Shifting media landscape
Today’s evolving digital landscape and media shifts are forcing PR agencies to adapt. Media platforms are moving far more rapidly than traditional agency pace, and I predict the agencies that don’t change will die.
I once had a boss tell me that our agency should have a policy of turning press releases around in 48 hours, and clients shouldn’t expect same-day, priority treatment. Au contraire. When CNN2 (now known as HLN) launched in 1982, the 24/7 news cycle was born. Most recently, social media (Twitter, specifically) has ushered in a light-speed news cycle that forces PR practitioners to respond at a rapid pace.
Moreover, traditional news media outlets are morphing into digital news engines, churning out more content than ever before. At the same time, this content is more concise and is created with a social-media-savvy audience in mind.

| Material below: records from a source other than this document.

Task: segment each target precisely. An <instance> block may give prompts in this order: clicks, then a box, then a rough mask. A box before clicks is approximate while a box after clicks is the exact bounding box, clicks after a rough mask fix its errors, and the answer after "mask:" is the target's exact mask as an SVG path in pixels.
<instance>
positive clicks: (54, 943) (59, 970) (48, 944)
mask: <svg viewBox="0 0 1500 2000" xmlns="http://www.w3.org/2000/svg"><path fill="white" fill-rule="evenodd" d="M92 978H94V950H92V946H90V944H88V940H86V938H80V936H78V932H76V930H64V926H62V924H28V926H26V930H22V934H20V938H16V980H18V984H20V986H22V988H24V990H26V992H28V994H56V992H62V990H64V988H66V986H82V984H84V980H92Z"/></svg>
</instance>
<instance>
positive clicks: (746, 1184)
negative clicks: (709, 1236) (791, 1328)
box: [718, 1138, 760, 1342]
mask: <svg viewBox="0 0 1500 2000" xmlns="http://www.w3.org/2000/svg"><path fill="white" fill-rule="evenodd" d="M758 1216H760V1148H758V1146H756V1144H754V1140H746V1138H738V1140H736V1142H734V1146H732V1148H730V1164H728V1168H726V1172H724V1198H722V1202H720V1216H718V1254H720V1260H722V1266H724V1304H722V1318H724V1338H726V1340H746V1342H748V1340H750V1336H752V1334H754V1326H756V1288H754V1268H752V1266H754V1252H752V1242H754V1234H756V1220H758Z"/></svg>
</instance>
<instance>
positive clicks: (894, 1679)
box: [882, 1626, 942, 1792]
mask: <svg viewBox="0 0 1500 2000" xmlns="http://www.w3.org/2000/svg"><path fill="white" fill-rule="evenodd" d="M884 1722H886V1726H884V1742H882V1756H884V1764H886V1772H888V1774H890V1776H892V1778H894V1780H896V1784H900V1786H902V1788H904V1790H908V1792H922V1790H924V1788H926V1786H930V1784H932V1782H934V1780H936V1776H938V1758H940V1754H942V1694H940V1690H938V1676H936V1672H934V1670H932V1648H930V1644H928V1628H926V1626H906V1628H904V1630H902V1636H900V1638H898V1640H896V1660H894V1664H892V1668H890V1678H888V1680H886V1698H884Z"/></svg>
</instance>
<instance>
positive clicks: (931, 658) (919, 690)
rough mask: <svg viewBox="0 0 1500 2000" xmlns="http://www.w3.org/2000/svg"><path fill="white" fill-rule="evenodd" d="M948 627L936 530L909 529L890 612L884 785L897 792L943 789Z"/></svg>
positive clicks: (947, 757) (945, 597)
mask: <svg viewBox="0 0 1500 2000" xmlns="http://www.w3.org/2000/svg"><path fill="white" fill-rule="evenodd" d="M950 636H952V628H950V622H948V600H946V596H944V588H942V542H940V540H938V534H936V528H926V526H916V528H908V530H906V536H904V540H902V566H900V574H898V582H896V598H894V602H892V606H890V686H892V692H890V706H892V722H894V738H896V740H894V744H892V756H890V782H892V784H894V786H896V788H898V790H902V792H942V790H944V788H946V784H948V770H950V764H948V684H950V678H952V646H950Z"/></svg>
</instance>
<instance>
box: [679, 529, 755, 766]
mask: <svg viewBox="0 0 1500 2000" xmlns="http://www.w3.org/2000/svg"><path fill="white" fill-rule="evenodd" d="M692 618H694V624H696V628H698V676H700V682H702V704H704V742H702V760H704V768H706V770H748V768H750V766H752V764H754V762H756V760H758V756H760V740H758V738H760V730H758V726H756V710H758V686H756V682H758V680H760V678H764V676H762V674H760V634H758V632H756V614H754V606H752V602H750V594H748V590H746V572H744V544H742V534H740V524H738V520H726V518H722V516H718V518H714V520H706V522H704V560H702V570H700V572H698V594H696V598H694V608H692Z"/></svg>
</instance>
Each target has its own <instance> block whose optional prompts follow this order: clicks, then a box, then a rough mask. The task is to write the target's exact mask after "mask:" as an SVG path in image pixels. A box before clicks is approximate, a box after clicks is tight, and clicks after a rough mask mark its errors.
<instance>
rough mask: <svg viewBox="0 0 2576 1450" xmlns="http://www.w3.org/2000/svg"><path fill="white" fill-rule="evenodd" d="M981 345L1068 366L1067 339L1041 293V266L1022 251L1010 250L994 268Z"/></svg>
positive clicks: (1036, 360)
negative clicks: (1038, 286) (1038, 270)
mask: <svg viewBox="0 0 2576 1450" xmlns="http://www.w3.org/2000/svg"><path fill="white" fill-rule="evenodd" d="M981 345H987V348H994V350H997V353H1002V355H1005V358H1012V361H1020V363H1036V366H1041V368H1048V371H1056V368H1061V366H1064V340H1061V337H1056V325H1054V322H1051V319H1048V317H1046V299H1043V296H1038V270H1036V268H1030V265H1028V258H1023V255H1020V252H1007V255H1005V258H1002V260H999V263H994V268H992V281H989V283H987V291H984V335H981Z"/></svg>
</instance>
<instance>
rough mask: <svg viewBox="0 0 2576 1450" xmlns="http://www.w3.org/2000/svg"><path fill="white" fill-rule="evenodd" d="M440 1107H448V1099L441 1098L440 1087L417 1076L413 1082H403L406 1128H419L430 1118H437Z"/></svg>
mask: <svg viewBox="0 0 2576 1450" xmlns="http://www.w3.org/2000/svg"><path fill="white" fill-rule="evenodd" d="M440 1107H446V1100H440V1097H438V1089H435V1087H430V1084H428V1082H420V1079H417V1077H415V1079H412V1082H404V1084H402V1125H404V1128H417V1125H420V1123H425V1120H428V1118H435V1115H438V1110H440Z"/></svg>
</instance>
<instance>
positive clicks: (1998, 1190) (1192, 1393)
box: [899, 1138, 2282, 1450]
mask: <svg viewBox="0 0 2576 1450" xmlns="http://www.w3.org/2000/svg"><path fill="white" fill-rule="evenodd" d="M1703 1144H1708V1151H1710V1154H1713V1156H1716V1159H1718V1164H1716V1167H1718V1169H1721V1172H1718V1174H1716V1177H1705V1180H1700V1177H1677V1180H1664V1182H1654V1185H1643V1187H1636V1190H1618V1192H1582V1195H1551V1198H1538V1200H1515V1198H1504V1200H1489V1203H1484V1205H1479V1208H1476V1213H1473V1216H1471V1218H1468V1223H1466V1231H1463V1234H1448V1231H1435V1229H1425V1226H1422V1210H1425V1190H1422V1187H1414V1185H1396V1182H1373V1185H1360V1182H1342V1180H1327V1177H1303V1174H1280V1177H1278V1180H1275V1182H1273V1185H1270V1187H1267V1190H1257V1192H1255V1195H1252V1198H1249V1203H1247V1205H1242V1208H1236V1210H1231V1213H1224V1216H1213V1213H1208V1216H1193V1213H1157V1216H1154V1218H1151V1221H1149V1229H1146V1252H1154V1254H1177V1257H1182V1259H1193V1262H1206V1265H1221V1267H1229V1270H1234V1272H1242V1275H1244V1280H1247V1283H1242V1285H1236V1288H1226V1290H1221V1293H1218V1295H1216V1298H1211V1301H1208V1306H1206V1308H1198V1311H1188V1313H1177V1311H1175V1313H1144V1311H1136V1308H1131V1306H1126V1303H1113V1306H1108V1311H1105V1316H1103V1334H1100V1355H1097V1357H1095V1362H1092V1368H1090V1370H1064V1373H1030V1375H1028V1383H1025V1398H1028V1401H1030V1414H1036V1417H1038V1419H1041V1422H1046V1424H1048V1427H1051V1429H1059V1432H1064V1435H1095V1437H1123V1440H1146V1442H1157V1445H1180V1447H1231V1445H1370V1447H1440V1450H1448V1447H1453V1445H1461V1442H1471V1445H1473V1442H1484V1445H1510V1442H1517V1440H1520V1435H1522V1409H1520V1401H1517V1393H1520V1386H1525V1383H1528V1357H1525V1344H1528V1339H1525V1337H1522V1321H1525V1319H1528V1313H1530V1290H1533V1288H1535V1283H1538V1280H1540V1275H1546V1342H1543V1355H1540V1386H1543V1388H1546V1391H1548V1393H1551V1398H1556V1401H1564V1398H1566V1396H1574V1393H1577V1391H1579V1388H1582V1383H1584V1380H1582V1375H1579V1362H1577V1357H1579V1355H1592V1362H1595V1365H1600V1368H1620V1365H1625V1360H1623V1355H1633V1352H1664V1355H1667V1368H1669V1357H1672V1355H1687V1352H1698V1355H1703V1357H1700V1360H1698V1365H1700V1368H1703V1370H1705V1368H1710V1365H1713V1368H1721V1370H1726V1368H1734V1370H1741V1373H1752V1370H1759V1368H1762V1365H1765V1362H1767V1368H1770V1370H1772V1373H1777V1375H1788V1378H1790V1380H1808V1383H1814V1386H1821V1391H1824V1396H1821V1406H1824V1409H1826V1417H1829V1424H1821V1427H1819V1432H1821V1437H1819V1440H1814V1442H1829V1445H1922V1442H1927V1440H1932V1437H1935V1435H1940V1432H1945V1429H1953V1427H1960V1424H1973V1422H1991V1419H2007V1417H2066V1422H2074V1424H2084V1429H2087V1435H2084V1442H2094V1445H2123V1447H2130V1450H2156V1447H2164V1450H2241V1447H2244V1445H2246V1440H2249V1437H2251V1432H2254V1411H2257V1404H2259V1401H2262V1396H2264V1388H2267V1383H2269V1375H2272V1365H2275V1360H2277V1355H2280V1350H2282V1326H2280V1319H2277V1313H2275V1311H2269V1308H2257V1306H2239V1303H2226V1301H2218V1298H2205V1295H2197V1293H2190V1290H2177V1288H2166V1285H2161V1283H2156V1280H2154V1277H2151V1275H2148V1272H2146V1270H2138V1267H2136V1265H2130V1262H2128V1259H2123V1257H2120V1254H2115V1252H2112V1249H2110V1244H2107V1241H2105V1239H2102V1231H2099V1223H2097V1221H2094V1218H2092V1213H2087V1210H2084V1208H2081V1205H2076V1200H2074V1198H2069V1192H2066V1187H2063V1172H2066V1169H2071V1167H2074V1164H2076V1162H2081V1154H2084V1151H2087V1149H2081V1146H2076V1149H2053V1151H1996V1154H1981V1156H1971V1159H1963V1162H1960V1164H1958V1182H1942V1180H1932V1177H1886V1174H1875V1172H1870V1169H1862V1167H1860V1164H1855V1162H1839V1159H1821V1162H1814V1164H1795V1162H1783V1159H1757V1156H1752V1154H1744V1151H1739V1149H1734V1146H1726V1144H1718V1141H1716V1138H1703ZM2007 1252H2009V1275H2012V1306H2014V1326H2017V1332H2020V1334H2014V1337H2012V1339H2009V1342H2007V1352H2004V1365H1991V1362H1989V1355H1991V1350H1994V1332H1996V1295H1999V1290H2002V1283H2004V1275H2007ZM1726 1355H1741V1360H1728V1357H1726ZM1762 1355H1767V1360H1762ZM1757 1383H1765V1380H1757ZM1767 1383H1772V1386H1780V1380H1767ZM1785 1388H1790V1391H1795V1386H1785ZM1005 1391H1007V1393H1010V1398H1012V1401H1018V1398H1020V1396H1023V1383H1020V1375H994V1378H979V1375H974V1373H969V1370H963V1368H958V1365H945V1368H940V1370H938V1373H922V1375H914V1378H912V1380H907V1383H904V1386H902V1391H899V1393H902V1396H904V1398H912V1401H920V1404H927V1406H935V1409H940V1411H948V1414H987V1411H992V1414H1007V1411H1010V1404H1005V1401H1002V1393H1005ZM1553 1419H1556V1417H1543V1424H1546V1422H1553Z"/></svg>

Boomer and Gen X agency leaders must recognize that their millennial colleagues embrace new media platforms in a much more authentic way. For example, when I was in college in the early 2000s, Facebook was just being rolled out to selected campuses.
The younger team members at my firm today use social media in a way that blows even my young mind. For this reason, agency leadership should co-mentor with younger team members. I encourage older generations to learn and absorb the practices of these digital natives and empower them to lead the agency in these respective functions.
I understand that many readers will balk at my assertions, and I can now kiss my dreams of winning a PRSA Gold Anvil goodbye. But after representing dozens of cutting-edge, disruptive technology companies, I was inspired to share my perspective on how our 100-year-old industry can collectively dream bigger, do better, and work harder.
The world relies on PR pros to tell the stories that should be told. With innovation all around us, we now have the tools and knowledge to tell these stories with more gusto than ever before. Let’s move our agencies into a new era, one that preserves our industry legacy and credibility yet attracts a new generation of talented storytellers.